Always here Always praying. Ryan is Relevant, your family is strong and your friends have an undying loyalty and love for the 4 of you. The Diviney’s are inspirational in the purest way and Ryan is strong and determined, what Ryan was taught and learned everyday leading up to November 7, 2009 is how and why Ryan fights everyday…PURE UNCONDITIONAL LOVE.
Angela Frisby says
Keeping Ryan in my thoughts today. Sometimes when I think I have a stressful day, my thoughts drift to what your family goes through on a daily basis. I always remind myself that Ken, Sue, Ryan and Kari manage to wake up in the morning and face what the day brings despite what they’ve been through. That thought keeps me in check.

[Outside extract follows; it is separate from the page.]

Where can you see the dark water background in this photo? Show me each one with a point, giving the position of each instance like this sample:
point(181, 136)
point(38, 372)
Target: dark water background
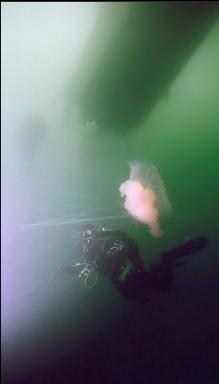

its no ones role to play god….
Hmmmm… I guess no one told George Burns.
Good one, Ken.
Pittsburgh Here says
Anonymous is obviously not a mom or dad…at least I hope not. Wow – just wow.
Or lives in Delaware.
Carla Liberty says
God is capitalized, Anonymous. Then again, you probably didn’t know that because God obviously doesn’t “make the cut” in your life.
Jill in Morgantown says
Good one Carla!!!! Amen
Gail Doyle says
I agree with you Carla .What makes anonymous think anyone was playing God ? Decisions have to be made and the best was made by Ken and Sue ‘
Carla Liberty says
“This was when I made the decision that I would never give up. If Ryan won’t quit, then neither will I.”
He is fighting so hard to come back to you. You are giving him every possible avenue to make that happen. I fully expect that when (not if) he awakes completely, we will hear the words, “Thank you for not giving up on me.”
Everyone needs someone to never give up on them.
Vicky Scott says
Absolutely agree! Ken, I can so relate. I honor and admire you and Sue!
Happy that you could write yesterday and today and appreciate reading the blog. You represent not only Ryan, but so many others like him, who need the love, care, and support of humanity to say… you still matter, you still are valuable, you are dearly loved and cared for, and I lay down my life to care for you. Bless you both.
“We Got This!” Our mantra, too — the tie that binds us together. Yes, Ryan, We Got This in ways I never dreamed possible. Here for you, together — and always — SHSP with much hope.
Just always remember: YOU know your child better than anyone else….that includes doctors and nurses. Never let someone else make decisions regarding your child if you can do it.
It’s very easy to make the decision ‘to pull the plug’. I have always lived by the decision that my daughter would never give up on me, therefore I will not give up on my daughter.
Sounds like you made the same decision regarding your son. Hang in there.
Ken, Don’t torment yourself with your decision to love and protect your family. You would also be tormented if you let Ryan go any of the times you were asked. God will know when he needs Ryan in heaven. For now he needs Ryan here with his family to show us so much about family, community and what is REALLY important in life. God bless you and carry you through this rough week.
A. L. says
God isn’t keeping him alive. Doctors are. If it were left up to God, he would be dead.
You keep going, Ken. This is good. This heartache needs to be gotten out.